Nell stood in the hall, looking about her. ‘I see what you mean about it being eerie,’ she said. ‘Is that the library through there?’

‘Yes. And that’s the main drawing-room where we saw – whatever or whoever we saw last night,’ said Michael.

‘Let’s save that for later. Can I see the Holzminden sketch?
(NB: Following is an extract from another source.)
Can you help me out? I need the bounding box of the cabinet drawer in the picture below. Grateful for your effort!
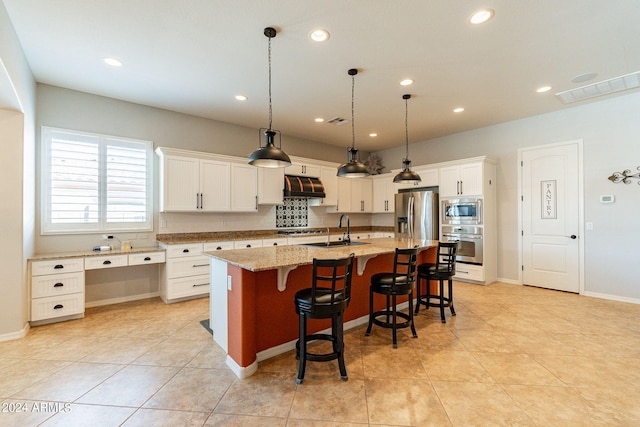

I’ve brought my camera,’ said Nell. ‘If the solicitor agrees, I could send one or two photos out for some tentative opinions.’

Michael would not have been very surprised to find the sketch had vanished from the half-landing overnight along with the rest of Fosse House’s chimeras, but it had not, of course.

Nell stood in front of it for a long time. ‘It’s remarkable,’ she said at last. ‘At first you think it’s just a charcoal sketch – quite a good one, I think – but nothing more. Only, the longer you go on looking at it, the more you see in it. I could wish Hugbert’s wife hadn’t destroyed the other one.’

‘I find it unsettling,’ said Michael, studying the sketch. ‘And that’s throwing roses at it.’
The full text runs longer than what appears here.